Of course, in some ways cloud storage services can be extremely beneficial when preparing yourself for GDPR compliance. For example, it is highly secure and offers protection against cyberattacks. However, there are still steps you need to take to make sure you are compliant. Here, with the help of online storage experts Images Online, we look at the essentials of ensuring your services remain compliant with the GDPR.
Is your data storage affected by the GDPR?
If your business is based in the EU or you collect the personal data of customers or individuals from the EU, then you will need to be compliant with the rules of the GDPR. Remember personal data in this context refers to any kind of data that could be used to identify an individual, including their IP address. So even if there’s only a chance that individuals from the EU will visit your site then you will need to be compliant.
So if you do need to comply with the GDPR and you use any kind of cloud technology to store data, you will need to take a look at a number of factors to ensure that your services are appropriate.
The location makes a difference
You might never have given a second thought to the actual physical location of your cloud storage, as it is not really relevant on a day-to-day basis. However, with the GPDR in force it is important that you should know the location for any kind of storage that is used for the collection or analysis of personal data.
If your cloud storage is hosted in an EU country then you will already be fully in compliance with the GDPR rules due to the fact that the company will have to confirm to the regulations themselves.
Ensure you have a compliant agreement with your cloud provider
You made need to ensure that there is a new agreement in place with your cloud storage provider. Remember that this is a legal necessity and if you provider will not agree to changing its agreement with you so that it brings you in line with the GDPR then you will need to look for a new supplier. This is not a case of you asking for something unreasonable – every business is bound by the same regulations and failing to comply can see you hit with heavy fines.

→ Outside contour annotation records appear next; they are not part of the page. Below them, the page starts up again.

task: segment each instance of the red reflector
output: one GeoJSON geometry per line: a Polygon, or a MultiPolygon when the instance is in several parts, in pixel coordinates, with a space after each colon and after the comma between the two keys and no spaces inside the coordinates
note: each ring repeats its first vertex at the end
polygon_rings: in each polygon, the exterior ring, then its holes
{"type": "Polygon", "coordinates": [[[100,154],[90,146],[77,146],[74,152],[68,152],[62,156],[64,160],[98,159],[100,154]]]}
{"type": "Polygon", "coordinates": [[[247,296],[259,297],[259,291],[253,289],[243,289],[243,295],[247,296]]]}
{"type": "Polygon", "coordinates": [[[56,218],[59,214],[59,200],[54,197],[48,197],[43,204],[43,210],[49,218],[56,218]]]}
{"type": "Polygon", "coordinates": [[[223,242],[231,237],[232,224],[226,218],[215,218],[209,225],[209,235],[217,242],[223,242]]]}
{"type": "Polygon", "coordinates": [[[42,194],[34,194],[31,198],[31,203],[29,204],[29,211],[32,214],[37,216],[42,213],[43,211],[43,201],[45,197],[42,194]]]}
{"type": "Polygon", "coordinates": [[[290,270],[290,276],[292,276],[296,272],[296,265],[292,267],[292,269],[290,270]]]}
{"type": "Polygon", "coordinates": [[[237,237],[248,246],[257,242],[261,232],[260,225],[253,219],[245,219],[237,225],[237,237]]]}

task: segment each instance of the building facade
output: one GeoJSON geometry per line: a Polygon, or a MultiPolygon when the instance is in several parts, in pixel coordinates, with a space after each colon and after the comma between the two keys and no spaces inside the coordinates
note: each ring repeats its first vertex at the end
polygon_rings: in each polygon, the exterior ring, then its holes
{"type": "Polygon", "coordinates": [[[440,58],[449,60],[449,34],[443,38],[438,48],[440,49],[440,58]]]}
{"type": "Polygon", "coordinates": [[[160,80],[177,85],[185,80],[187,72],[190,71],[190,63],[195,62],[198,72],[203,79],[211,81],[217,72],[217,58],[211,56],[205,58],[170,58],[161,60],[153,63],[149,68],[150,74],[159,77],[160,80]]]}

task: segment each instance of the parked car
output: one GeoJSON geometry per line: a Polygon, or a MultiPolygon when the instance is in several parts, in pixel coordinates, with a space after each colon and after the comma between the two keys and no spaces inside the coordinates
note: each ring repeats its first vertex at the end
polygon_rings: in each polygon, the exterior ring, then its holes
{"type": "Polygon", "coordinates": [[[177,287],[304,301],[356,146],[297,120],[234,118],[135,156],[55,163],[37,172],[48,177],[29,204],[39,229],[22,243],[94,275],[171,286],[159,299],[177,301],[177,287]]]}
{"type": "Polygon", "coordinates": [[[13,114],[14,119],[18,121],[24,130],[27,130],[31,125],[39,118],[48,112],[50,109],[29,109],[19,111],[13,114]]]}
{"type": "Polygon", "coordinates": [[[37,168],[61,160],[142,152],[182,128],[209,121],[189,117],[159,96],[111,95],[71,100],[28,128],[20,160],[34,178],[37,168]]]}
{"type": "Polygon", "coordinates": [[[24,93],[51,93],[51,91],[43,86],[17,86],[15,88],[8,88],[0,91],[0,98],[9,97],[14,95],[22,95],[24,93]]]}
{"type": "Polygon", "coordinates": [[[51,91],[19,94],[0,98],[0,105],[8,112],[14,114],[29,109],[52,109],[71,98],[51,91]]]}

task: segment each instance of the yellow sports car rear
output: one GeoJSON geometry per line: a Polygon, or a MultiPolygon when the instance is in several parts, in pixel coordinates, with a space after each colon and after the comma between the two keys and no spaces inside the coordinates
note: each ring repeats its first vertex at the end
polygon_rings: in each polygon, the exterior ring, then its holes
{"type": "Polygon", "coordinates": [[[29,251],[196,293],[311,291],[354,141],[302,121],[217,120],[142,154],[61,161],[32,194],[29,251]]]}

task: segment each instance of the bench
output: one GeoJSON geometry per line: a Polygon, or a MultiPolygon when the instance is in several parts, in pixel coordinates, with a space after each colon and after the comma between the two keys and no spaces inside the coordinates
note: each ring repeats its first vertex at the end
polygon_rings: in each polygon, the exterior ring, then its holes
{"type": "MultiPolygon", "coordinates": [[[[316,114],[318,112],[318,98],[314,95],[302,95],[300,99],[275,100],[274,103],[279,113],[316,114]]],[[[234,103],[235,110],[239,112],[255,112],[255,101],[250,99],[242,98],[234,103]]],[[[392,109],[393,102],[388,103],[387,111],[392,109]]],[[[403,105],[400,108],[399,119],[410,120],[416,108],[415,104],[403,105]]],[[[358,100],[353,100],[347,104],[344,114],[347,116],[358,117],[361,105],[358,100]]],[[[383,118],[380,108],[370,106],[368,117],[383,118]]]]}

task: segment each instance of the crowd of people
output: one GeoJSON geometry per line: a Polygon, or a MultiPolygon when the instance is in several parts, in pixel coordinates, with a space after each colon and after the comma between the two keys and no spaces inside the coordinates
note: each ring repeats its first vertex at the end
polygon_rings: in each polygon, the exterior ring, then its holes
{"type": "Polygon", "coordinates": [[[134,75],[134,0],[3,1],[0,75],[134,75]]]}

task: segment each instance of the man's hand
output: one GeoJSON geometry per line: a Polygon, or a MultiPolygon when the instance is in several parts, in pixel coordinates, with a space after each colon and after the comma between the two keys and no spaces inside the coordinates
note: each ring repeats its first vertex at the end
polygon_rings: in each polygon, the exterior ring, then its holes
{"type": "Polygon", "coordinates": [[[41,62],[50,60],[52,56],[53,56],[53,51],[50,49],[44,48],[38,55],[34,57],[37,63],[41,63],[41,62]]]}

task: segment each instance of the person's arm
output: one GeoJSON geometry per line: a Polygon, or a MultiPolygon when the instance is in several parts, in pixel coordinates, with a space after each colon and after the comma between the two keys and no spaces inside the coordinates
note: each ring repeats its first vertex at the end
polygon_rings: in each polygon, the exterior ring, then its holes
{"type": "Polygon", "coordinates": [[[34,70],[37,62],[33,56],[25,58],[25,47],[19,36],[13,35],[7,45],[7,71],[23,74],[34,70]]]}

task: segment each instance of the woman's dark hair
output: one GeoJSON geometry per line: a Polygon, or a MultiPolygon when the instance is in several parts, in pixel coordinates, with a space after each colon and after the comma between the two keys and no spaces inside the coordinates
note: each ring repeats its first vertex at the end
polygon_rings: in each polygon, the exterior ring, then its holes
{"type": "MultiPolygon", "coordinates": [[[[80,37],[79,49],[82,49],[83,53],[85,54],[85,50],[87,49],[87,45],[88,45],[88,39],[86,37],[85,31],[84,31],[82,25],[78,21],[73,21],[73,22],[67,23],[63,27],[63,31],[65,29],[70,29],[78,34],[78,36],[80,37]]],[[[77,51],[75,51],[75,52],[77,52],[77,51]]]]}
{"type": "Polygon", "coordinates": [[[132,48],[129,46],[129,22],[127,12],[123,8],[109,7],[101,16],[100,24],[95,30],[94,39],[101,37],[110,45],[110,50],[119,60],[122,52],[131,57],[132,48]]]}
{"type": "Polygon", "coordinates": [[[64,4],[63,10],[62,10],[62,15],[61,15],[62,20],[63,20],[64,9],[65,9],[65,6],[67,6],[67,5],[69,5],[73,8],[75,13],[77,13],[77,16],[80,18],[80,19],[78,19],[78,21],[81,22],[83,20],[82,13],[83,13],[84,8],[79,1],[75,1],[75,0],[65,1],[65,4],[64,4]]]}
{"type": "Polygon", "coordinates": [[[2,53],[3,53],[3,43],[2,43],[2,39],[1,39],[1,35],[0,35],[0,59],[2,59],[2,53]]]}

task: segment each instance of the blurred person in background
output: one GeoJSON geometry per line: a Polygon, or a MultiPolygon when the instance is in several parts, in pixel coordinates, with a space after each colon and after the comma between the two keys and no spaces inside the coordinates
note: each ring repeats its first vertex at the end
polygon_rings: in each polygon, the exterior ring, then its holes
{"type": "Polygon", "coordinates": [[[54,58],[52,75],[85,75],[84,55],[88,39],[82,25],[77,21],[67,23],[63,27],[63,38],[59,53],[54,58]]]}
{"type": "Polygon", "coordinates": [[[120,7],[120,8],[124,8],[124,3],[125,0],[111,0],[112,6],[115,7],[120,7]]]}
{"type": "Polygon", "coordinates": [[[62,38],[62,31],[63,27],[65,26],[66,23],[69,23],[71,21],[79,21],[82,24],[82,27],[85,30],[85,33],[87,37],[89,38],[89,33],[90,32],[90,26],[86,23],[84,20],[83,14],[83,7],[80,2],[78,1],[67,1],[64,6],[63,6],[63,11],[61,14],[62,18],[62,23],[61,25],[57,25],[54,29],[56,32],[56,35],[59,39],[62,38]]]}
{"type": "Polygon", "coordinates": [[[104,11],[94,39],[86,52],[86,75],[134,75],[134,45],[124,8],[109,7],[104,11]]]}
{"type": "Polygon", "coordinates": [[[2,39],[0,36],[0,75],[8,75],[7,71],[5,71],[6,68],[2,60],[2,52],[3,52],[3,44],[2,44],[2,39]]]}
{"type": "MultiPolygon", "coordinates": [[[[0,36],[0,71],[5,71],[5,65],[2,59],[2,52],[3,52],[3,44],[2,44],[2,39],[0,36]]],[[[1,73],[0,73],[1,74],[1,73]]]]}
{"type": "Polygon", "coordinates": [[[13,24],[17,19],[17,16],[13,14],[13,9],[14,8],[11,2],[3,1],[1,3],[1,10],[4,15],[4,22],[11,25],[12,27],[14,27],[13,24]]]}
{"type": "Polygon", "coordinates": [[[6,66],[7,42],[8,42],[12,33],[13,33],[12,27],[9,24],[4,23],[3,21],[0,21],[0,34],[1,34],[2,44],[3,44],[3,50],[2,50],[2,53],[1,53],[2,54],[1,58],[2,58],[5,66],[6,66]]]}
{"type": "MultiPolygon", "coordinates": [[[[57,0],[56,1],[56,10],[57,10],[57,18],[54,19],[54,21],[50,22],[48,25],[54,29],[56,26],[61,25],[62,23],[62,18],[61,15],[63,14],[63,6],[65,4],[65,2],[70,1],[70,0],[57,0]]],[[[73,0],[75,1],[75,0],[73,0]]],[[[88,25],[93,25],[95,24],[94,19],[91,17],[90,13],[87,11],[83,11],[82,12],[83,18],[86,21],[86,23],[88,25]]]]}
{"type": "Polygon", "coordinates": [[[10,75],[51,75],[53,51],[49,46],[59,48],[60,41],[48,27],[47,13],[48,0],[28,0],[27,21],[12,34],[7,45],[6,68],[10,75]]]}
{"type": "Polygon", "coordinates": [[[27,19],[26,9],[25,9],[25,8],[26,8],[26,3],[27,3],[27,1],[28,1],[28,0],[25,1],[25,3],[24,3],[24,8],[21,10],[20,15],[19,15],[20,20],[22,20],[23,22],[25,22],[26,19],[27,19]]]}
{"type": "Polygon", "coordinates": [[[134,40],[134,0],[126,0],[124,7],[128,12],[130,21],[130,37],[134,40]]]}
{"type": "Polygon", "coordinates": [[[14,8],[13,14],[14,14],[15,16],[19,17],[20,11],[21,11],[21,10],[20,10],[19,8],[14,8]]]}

The expense of having to find a new supplier and the hassle of changing your system will be nothing compared to the trouble that you will face if you keep the same supplier and are then found to be in breach of the GDPR.
Only collect data that is necessary
With all forms of cloud data storage you need to ensure that you are only collecting data that is ‘necessary’. Clearly what is necessary for you to collect can vary enormously, but the important thing is that you should have a reason you can justify for gathering and holding the data. Once again, if you are found to be storing data that you do not need then you will be in breach of the regulations.
Use data for a specific purpose
Additionally, when you collect data you need to be able to justify that it is being collected for a specific purpose. And when you have this data, you should only use it for that specific purpose, unless you have gained permission to use it for a different purpose. This is related to the problem of companies collecting a potential customer’s email address because they signed up to a newsletter, but then bombarding them with spam messages promoting products they have no interested in.
Ensure that data can be erased
Another key aspect of data storage is that you must be able to delete data as soon as you do not need it anymore. You are not allowed to store data just for the sake of it, so ensure that your cloud storage puts you in a position where files can be easily located and deleted once they have served their purpose.